At Guardian Books, Will Self, for a forthcoming lecture, writes:
I believe the serious novel will continue to be written and read, but it will be an art form on a par with easel painting or classical music: confined to a defined social and demographic group, requiring a degree of subsidy, a subject for historical scholarship rather than public discourse.
He fails to convince me, but mine might be a minority view. However, I will pick up on one point. He writes:
This is not to say that everyone walked the streets [in the twentieth century] with their head buried in Ulysses or To the Lighthouse, or that popular culture in all its forms didn’t hold sway over the psyches and imaginations of the great majority. Nor do I mean to suggest that in our culture perennial John Bull-headed philistinism wasn’t alive and snorting: “I don’t know much about art, but I know what I like.” However, what didn’t obtain is the current dispensation, wherein those who reject the high arts feel not merely entitled to their opinion, but wholly justified in it.

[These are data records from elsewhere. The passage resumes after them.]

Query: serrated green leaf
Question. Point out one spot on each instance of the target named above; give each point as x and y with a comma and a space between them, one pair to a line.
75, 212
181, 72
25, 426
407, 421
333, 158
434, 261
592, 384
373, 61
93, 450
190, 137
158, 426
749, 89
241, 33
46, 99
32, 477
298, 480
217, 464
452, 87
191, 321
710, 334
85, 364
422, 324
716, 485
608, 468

I have met a few people in my life who have said something very much like “I don’t know much about art, but I know what I like.” And none of them ever snorted. It was always said with humility, and with a sense of admiration for people who do know much about art. Arts administrators: are these not the very people you would like to meet? They like something, have had a response to something, although they know little of the context. Show interesting art, and those who know much about art will come to you. Those who don’t like anything, you will never reach. But those finding their way – and in many genres, I could count myself among them – in music, theatre, dance, visual art, film, poetry and prose? Talk to them.
Michael Wilkerson says
There was a time not so long ago when the anticipation of the “fall list” was important not just to novelists and their high-level friends but to readers in general. People couldn’t wait for the release of the new Roth, or Vonnegut, or Updike…it was a limited (white, mostly male) world but literature was not just for the artistic elite. It even made money, and lots of it. Today there is a remarkably robust universe of nonprofit publishing. There’s no decline in the number of writers, and the number of people with deep affection for literature is still large enough, but I agree with Self that the novel has essentially passed from something that had a non-elite public into something else….there will always be popular stories, of course, but the literary novel is just going to be a different and less visible critter than it was thirty or forty years ago. That’s a shame, especially to novelists, but I guess barbershop quartets were pretty good, too.